Unfortunately, hysterical fire rhetoric during and immediately after a blaze usually refers to "devastation," "destruction," and "scorched" landscapes. A calmer scientific review usually concludes that most fires kille very little wildlife and that new plants quickly respond and wildlife soon reoccupies burned areas.  

In the post-fire world, the timber industry suggests that salvage logging will protect the forest.  But science does not back up those claims. In fact, post-fire logging does more damage than good -- causing long-lasting harm to plants, wildlife habitat, water quality, and other natural functions of our forests.  Certainly a case can be made for the removal of post-fire hazard trees that threaten existing roads and structures, but even this action should be a relatively modest operation.

Today, we have the chance to create new science and management norms for landscapes like those in the Rim Fire, both before, during, and after fire.  Post-fire planning allows us to reemphasize the need to concentrate forest management on best available science, not plantation-style reseeding, and focus fire-prevention dollars on clearing defensible space close to dwellings as a way of reducing fire risk.  Unfortunately, not all feel the same way.  Shortly after the Rim Fire, California Congressman Tom McClintock introduced legislation to rapidly salvage log the affected area. 

As noted in our Lay of the Land blog in October 2013, HR 3188, the "Yosemite Rim Fire Emergency Salvage Act" mandates damaging logging with no notice, public input, or environmental protections, and waives all administrative and judicial review. This bill would effectively suspend every federal law, including the National Forest Management Act, the Federal Land Policy and Management Act, and the National Environmental Policy Act. The Clean Water Act, the Endangered Species Act, and other critical federal laws are also waived under the broad brush of HR 3188. 

In response to HR 3188, the USFS issued a statement strongly opposing the bill, recognizing its exemption of public involvement, judicial review, and more.
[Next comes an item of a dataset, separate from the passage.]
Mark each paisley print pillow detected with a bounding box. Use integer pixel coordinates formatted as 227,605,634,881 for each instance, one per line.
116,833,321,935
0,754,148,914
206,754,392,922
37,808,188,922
While the USFS' opposition to egregious bills like HR 3188 is reassuring, the USFS-guided Rim Fire Recovery Project planning hasn't quite hit the mark either. In early December the USFS announced the Rim Fire Recovery Project's Notice of Intent to prepare an environmental review. In our comments with coalition partners, we noted several concerns with the proposed action. These include: no clear requirement in the plan to use the best available science, the allowance for salvage logging in areas near waterways, logging (by helicopter) of steep ground, construction of nearly 30 miles of new roads, and much more.

Our community sees this upcoming management plan as an opportunity -- one to steer us clear of industrial reforestation and short-sighted planning, and toward the USFS new Forest Planning Rule, the incorporation of the best available science information in the field, and a long-term management paradigm for the next 50 to 100 years. In addition, this provides a chance for real conversation about how we manage fires. Long-held notions of fire suppression are now being reconsidered. 

In addition to comments, our allies are hard at work with fellow conservationists, USFS personnel, and scientists on the ground to establish a collaborative process that will inform the environmental review and overall management of the Rim Fire landscape. Moving forward, we hope that all lawmakers will take pause at the good work happening on-site, that USFS will similarly yield to collaboration among their own in the Stanislaus, and that we'll see a new day for fire management in an ever-changing climate and West.